Es conveniente observar los semilleros con gran atención para detectar lo antes posible cambios de color en la tierra, muerte de algunas plantas o la visita de otras plagas. En caso de aparecer aplicaremos el tratamiento correspondiente a una planta adulta pero en concentraciones algo inferiores. Puede ser recomendable aplicar fungicidas curativos o preventivos, pero con moderación.
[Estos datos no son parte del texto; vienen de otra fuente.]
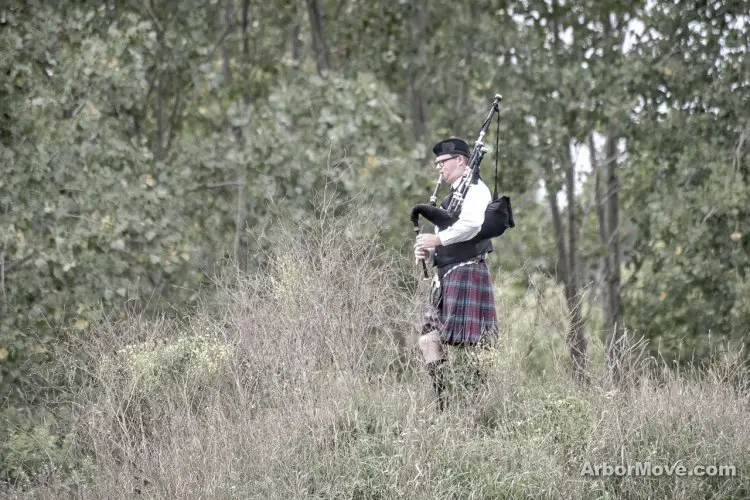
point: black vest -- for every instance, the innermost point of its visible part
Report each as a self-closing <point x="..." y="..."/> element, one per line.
<point x="461" y="251"/>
Todo fitosanitario que apliquemos al semillero retrasará su crecimiento.
Existe una relación directa entre la aparición de cochinillas de raíz y los hongos, la única forma de detectarlas es revisando las raíces de las plantas muertas, o arrancando alguna en caso de observar debilidad injustificada.
Para conseguir un adecuado crecimiento podemos añadir algunos productos:
– Abonos NPK, son el alimento fundamental de las plantas.
– Micro elementos, son otras substancias que la planta necesita en menores cantidades pero que resultan imprescindibles para la vida.
– Controladores de cal, si el agua que usamos tiene cal esta se acumulará en la tierra impidiendo la asimilación de los nutrientes, podemos eliminarla añadiendo pequeñas cantidades de ácido al agua, es recomendable el acético para los aficionados por su facilidad de obtención y por que resulta relativamente menos peligroso, en las explotaciones comerciales se suele usar nítrico y fosfórico.
– Ácido Húmico y Ácido Fúlvico, mejora la calidad de la tierra del semillero facilitando la asimilación de los nutrientes, compensando posibles desequilibrios y estimulando la formación de nuevas raíces.
– Aminoácidos, todos los seres vivos los utilizan para construir algunas de sus estructuras fundamentales. Estos aminoácidos requieren una gran cantidad de energía para ser fabricados, incluso algunas plantas no son capaces de producirlos todos. Añadir una pequeña cantidad de concentrado de aminoácidos favorecerá un mayor y más sano crecimiento de las plántulas.
Plántulas de unos meses.
Plantas recién repicadas del semillero.

El Repicado.

Es el proceso de pasar las plantas del semillero a macetas individuales para su engorde definitivo. Es recomendable hacerlo literalmente cuando no quepan en el semillero, normalmente entre seis meses y un año después de la siembra.
Es un proceso sencillo, se desmenuza la tierra con cuidado para extraer las plantas con raíces evitando causarles daño, siguen siendo realmente frágiles. A continuación las sembraremos en una mezcla de tierra normal y las cultivaremos como plantas adultas.
Para el proceso de repicado la tierra del semillero tiene que estar seca, al igual que la de la maceta de destino. No es recomendable regar en unos días.
Es una buena ocasión para revisar las semillas por si existen cochinillas u otras plagas.